Ijraset Journal For Research in Applied Science and Engineering Technology
Authors: Ayush Kumar, Chittranjan Kumar, Kanik Goel, Prof. Yashi Bhardwaj
DOI Link: https://doi.org/10.22214/ijraset.2023.53770
Certificate: View Certificate
Hotel managers find it beneficial to predict hotel booking cancellations as it enables them to enhance room inventory management, pricing strategies, and customer satisfaction by proactively addressing potential problems. In this study, we present a machine learning-centered method for forecasting hotel booking cancellations. Overall, our proposed approach will equip hotel managers with a robust tool for predicting hotel booking cancellations and a deeper understanding of the factors influencing them. This, in turn, will enable data- driven decision making to optimize room inventory, pricing strategies, enhance customer satisfaction, and ultimately boost revenue
I. INTRODUCTION
The hotel industry thrives on effective management of bookings and occupancy rates. Hotel managers face the challenge of optimizing room inventory and pricing while ensuring customer satisfaction. One critical aspect of this challenge is predicting hotel booking cancellations. Anticipating cancellations can enable hotel managers to proactively address potential issues, adjust pricing strategies, and make better decisions regarding room availability. In recent years, advancements in machine learning and data analytics have opened new opportunities to develop accurate prediction models for hotel booking cancellations.

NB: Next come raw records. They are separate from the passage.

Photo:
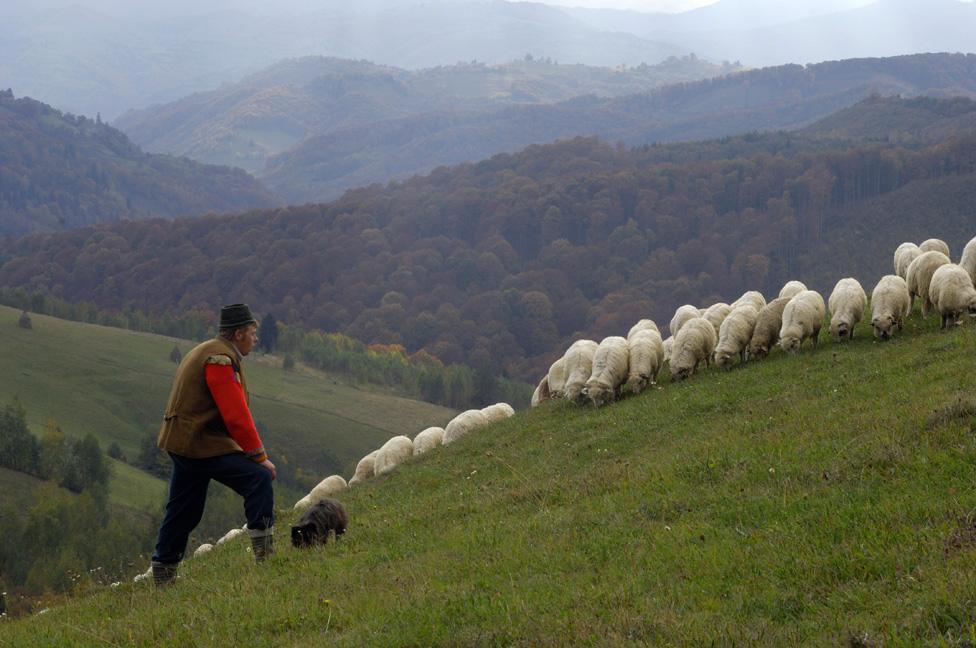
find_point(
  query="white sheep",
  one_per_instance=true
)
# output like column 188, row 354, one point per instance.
column 716, row 314
column 968, row 261
column 693, row 345
column 802, row 319
column 919, row 277
column 934, row 245
column 646, row 360
column 735, row 335
column 643, row 325
column 611, row 366
column 202, row 549
column 791, row 289
column 952, row 293
column 498, row 411
column 391, row 454
column 904, row 255
column 427, row 440
column 579, row 366
column 540, row 395
column 847, row 304
column 768, row 324
column 364, row 469
column 230, row 535
column 890, row 305
column 328, row 487
column 556, row 378
column 682, row 315
column 464, row 423
column 753, row 297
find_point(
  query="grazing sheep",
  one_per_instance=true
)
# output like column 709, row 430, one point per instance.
column 735, row 334
column 202, row 549
column 611, row 366
column 934, row 245
column 766, row 332
column 752, row 297
column 540, row 395
column 682, row 315
column 847, row 303
column 716, row 314
column 428, row 440
column 904, row 255
column 968, row 261
column 791, row 289
column 693, row 345
column 391, row 454
column 327, row 487
column 890, row 305
column 556, row 378
column 952, row 293
column 919, row 277
column 364, row 469
column 464, row 423
column 646, row 360
column 230, row 535
column 498, row 411
column 579, row 366
column 643, row 325
column 802, row 319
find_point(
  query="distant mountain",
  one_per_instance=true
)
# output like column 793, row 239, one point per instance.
column 114, row 58
column 242, row 124
column 501, row 263
column 766, row 32
column 59, row 172
column 786, row 97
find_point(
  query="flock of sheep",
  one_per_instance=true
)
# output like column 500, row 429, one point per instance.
column 750, row 327
column 747, row 328
column 400, row 448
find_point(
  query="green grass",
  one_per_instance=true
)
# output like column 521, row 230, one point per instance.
column 114, row 384
column 826, row 499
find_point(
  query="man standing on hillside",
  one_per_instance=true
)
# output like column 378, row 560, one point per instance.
column 209, row 434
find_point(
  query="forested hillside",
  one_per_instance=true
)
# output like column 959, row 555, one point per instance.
column 242, row 124
column 499, row 264
column 785, row 97
column 59, row 171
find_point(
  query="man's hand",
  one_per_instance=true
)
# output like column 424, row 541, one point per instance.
column 270, row 466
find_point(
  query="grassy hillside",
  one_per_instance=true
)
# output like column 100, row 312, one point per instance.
column 826, row 499
column 114, row 384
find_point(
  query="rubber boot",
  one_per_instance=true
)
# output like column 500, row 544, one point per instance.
column 262, row 543
column 163, row 574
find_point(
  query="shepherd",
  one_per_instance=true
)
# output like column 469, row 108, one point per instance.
column 209, row 433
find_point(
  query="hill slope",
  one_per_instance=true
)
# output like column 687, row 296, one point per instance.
column 58, row 171
column 114, row 383
column 825, row 499
column 244, row 123
column 785, row 97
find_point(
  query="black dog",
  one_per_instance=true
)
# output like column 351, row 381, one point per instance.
column 315, row 524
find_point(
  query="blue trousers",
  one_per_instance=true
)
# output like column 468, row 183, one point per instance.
column 188, row 495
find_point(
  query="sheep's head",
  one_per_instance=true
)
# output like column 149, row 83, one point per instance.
column 790, row 344
column 882, row 326
column 758, row 351
column 723, row 359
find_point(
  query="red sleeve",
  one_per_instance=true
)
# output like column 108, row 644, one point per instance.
column 229, row 396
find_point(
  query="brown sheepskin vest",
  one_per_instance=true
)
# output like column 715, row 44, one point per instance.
column 192, row 425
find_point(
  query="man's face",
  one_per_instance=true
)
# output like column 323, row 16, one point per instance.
column 245, row 339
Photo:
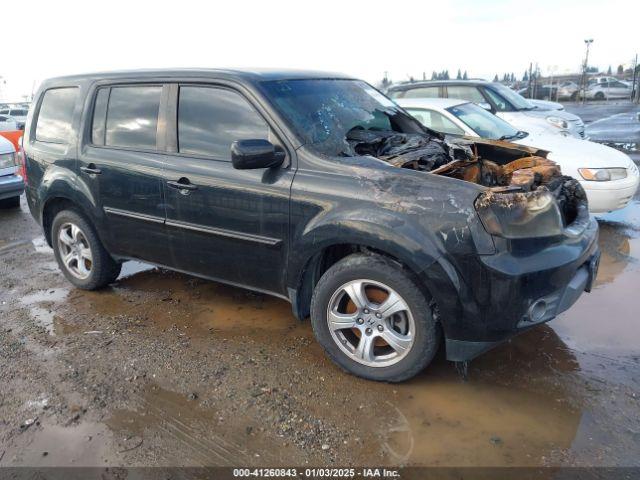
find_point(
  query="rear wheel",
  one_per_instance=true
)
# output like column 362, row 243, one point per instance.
column 373, row 320
column 13, row 202
column 79, row 252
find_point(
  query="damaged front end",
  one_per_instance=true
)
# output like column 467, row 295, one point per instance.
column 526, row 196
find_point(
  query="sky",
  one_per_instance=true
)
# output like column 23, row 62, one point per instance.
column 363, row 39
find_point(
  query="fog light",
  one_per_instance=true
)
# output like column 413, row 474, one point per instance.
column 537, row 310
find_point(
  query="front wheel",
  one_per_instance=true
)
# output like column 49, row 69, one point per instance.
column 372, row 319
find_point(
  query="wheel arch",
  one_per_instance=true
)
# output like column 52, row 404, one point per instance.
column 55, row 204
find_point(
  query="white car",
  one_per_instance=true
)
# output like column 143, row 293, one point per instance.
column 609, row 177
column 11, row 183
column 546, row 104
column 498, row 99
column 7, row 124
column 610, row 88
column 18, row 114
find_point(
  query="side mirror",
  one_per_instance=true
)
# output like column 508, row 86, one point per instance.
column 252, row 154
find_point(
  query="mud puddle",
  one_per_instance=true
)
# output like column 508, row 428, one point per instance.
column 86, row 444
column 166, row 299
column 606, row 320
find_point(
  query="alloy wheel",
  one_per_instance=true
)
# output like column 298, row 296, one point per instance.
column 75, row 252
column 371, row 323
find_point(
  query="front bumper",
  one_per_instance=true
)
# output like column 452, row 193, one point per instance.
column 11, row 186
column 528, row 284
column 607, row 196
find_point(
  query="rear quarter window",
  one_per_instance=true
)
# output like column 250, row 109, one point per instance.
column 56, row 114
column 131, row 117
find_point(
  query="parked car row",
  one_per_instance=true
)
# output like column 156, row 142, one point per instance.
column 11, row 179
column 609, row 177
column 10, row 115
column 318, row 189
column 498, row 99
column 374, row 218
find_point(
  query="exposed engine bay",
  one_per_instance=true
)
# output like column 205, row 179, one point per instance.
column 514, row 174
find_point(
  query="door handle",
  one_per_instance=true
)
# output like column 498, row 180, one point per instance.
column 91, row 169
column 182, row 184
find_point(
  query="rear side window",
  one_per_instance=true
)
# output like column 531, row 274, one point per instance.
column 211, row 119
column 132, row 117
column 100, row 117
column 423, row 92
column 56, row 113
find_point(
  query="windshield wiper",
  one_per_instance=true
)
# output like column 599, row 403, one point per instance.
column 518, row 134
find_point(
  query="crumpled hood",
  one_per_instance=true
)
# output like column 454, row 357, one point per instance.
column 572, row 153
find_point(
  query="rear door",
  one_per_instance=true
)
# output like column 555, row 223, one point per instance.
column 120, row 165
column 224, row 223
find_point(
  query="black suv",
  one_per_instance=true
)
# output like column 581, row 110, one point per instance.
column 315, row 188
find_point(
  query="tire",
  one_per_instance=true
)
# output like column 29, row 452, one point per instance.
column 13, row 202
column 90, row 266
column 374, row 276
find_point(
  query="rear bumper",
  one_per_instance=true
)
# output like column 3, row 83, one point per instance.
column 11, row 186
column 502, row 295
column 607, row 196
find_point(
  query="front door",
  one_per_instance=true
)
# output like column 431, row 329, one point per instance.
column 224, row 223
column 122, row 167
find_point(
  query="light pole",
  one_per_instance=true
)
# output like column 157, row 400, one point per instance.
column 588, row 43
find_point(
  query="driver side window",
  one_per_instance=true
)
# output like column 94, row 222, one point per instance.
column 435, row 121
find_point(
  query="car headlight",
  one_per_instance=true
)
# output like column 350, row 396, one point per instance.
column 558, row 122
column 7, row 160
column 603, row 174
column 520, row 215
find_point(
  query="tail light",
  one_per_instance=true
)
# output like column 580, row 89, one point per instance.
column 22, row 164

This paper aims to propose and implement a Hotel Booking Cancellation Prediction Model using machine learning techniques. The primary goal is to assist hotel managers in optimizing their operations by accurately forecasting booking cancellations. By doing so, they can effectively manage room inventory, minimize revenue losses, and enhance customer satisfaction.
The proposed model will leverage historical data on hotel bookings, including information about customers, booking details, and whether the bookings were cancelled or not. Through a series of data pre-processing steps, including handling missing values, converting categorical variables into numerical form, and scaling numerical variables, the dataset will be prepared for modelling. Various machine learning algorithms will be explored and compared to identify the best-performing model. Algorithms such as logistic regression, decision trees, and random forests will be evaluated using standard evaluation metrics like accuracy, precision, and recall. Additionally, ensemble methods, which combine the predictions of multiple models, will be considered to potentially improve the model's performance. To evaluate the model's generalization ability, a hold-out test set will be utilized. This evaluation will provide insights into how well the model performs on unseen data, determining its practical utility in real- world scenarios. Furthermore, a feature importance analysis will be conducted to identify the key factors influencing hotel booking cancellations. Understanding these factors will enable hotel managers to prioritize specific strategies to reduce cancellation rates, such as targeted marketing campaigns or early booking incentives. In conclusion, This paper aims to develop a robust Hotel Booking Cancellation Prediction Model that will assist hotel managers in optimizing their operations.
The model's accurate predictions will facilitate effective decision-making regarding room inventory management, pricing strategies, and customer satisfaction. By leveraging machine learning techniques and analyzing the factors that contribute to cancellations, hotel managers can make data-driven decisions to increase revenue and create a more streamlined booking process.
II. SIGNIFICANCE OF THE SYSTEM
The significance of this research paper lies in its comprehensive analysis of machine learning algorithms for predicting hotel booking cancellations. By evaluating the effectiveness of various models, the paper offers valuable insights to hotel operators and online travel agencies. Accurate prediction of cancellations can optimize revenue management, resource allocation, and customer satisfaction. The findings contribute to the existing literature and provide practical guidance for implementing efficient prediction models, ultimately benefiting the hospitality industry.
III. LITERATURE SURVEY
A literature survey on hotel booking cancellation prediction reveals several significant studies that have explored various methodologies in this domain. These studies highlight the importance of accurate cancellation prediction for optimizing resource allocation, revenue management, and guest satisfaction in the hospitality industry.
One such study by Jiang (2017) proposed a dynamic pricing model that adjusted prices based on cancellation probability, aiming to maximize revenue while considering potential cancellations. This research emphasized the incorporation of cancellation predictions into pricing strategies to optimize revenue in a dynamic and uncertain environment.
Xiao (2018) introduced a hybrid approach combining gradient boosting decision tree (GBDT) and extreme gradient boosting (XGBoost) algorithms for hotel booking cancellation prediction. By incorporating features such as booking date, booking lead time, and hotel attributes, their study demonstrated the superior accuracy of the hybrid approach compared to individual algorithms.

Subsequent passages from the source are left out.